Se não podemos obter atenção real, interesse real, concentração real, comunicação real por parte do nosso companheiro, não seria melhor estarmos sós – de verdade? Qual a capacidade de gerar INTIMIDADE, fundamental para qualquer relacionamento de sucesso, quando não se tem os atributos citados? Ah, você acredita que o casamento de seus avós não tinha intimidade e durou cinquenta anos? Então deixa eu lhe dizer uma coisa: poderia não ter o tipo de intimidade que você está pensando, porque a cultura deles era mais restritiva, mas tinha RESPEITO. E certamente deveria ter tido ADMIRAÇÃO, que só é possível quando existe o foco no outro, quando realmente nos importamos, em ouvir e sentir o outro.
Naturalmente que, havendo amor e interesse genuíno de ambos, mas algumas deficiências forem percebidas, sempre se pode “concertar” ou como Jung dizia, retomar o traçado original que se perdeu. Mas nenhum concerto será possível, se esses aspectos forem negligenciados por um dos lados. Achar que tudo isso é bobagem e que depois de casar se ajeita, ou que a indiferença do outro é “apenas uma coisa do signo dele”, não vai ajudar a enfrentar o problema. De fato, essas pessoas hiperansiosas por casar, costumam não ver “problemas” no comportamento ausente do outro, e mesmo quando os percebem, são minimizados ou escondidos na gaveta com a etiqueta “tratar depois do casamento”.
Quando perguntar ao outro se ele lhe ama, a resposta “hum hum” for suficiente para ir atrás do vestido de noiva, você pode estar cometendo um erro comum, mas grave.
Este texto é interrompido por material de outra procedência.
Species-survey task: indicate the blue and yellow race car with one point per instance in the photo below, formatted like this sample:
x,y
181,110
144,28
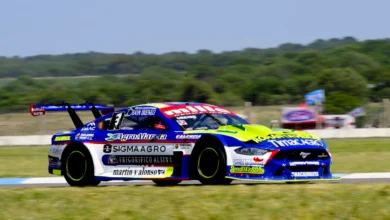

Mesmo que o seu companheiro esteja de saco cheio por ser a milionésima centésima vez que você faz a pergunta (naquela semana apenas), desligar os aparelhos da atenção não é um sinal de vida longa e próspera para o relacionamento.
Quando olhar para o outro: veja. Olhe reparando, escaneando como se diz.
Quando o outro estiver falando escute e ENTENDA (se não entender faça perguntas).
Quando você falar certifique-se de que está se dirigindo à pessoa e não ao vácuo estelar. Se perguntar alguma coisa, esteja PRESENTE para ouvir a resposta. Mais que isso não antecipe a resposta que quer ouvir.
Concentre-se em cada coisa, em cada tarefa, concentre-se no outro que está à sua frente, observe-o. Pergunte-se: sou capaz de ligar para ele ou ela? Se algo ruim acontecer com ele ou com ela, vai me afetar?